By using Virtual Servers I was able to reduce our rack of computers from 12 physical machines to 7 machines without harming performance at all. This also has the positive affect of reducing our power requirements and being a little better for our environment. And probably the biggest positive thing about this is that we are able to now maintain a redundant backup of all of the virtual sessions allowing us to literally restore a crashed server in a matter of minutes by simply shutting down the bad session on one server and loading the backup on a second server. This is as simple as shutting down Microsoft Word and Loading Microsoft Excel.
The new Data center -- The new Data center will be entirely run with Virtual Servers which will allow me to do more for less. These servers will be used to bring on a number of new functions including our "Cloud Computing"
Currently BOSS resides in two physically separate Data centers in the Dallas area, when we bring the new Data center online in November BOSS will reside in three physically separate locations. This will really not be all that positive for BOSS, but this process will allow me to now spread FM across two separate data centers with it's actual data residing in all three centers. This will give FM a level of redundancy that it has never had before, not with me or with Securus.
The virtual servers that I have been talking about will also be a positive thing for FM. By taking physical machines and turning them into virtual machines I am able to take the low volume and low usage servers such as the Mugshot and Security servers and re-deploy them into more intensive roles, and run the lower usage roles and combine them onto single machines to better use the resources of the processor and hard drives. The virtual servers can also work as redundant roles for the more intensive servers should something happen that takes them off line. While the intensive servers won't function as well on virtual servers as they do on their default hardware, they will still allow us to continue to run while we repair any failed system, and save us from keeping a completely built copy of the hardware on stand by.

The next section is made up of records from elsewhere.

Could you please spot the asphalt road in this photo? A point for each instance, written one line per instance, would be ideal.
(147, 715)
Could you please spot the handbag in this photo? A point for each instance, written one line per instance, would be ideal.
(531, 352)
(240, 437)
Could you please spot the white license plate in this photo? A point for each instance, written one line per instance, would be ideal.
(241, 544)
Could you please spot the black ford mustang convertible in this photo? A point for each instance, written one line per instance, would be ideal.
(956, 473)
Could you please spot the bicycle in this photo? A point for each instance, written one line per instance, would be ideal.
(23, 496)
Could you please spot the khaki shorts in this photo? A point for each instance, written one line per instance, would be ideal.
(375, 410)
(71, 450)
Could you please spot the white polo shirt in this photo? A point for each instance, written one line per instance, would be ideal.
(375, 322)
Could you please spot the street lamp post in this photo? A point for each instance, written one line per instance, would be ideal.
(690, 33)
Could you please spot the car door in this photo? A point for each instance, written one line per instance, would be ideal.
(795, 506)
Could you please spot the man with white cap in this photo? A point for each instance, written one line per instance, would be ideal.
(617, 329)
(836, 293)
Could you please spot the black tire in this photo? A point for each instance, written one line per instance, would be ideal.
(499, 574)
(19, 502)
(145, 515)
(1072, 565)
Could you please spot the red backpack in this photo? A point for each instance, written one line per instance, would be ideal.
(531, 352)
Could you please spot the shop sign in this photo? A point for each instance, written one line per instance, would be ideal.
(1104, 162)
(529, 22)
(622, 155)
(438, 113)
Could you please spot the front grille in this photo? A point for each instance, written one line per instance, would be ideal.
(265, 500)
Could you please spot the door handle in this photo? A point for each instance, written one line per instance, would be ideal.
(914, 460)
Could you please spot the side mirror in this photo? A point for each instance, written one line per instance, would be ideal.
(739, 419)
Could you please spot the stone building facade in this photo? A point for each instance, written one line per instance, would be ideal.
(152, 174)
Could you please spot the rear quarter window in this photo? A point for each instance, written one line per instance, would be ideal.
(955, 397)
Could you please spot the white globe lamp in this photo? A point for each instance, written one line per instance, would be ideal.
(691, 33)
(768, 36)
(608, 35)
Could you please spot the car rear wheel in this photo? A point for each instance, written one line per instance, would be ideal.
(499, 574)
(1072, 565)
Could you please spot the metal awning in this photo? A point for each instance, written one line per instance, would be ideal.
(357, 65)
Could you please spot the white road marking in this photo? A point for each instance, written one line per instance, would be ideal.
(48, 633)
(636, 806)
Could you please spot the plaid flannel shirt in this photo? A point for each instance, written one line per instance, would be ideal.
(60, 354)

New items in our future -- We have a ton of new plans on the burners for the near and far future as well. We will be incorporating our SMS messaging into the BOSS and FM products allowing you to setup alert conditions for events that will send out email, or sms messages to you when they happen in the software. We are also incorporating scheduled tasks into both systems as well. This will allow you to schedule repetitive tasks such as running emailing or faxing daily reports to other agencies etc.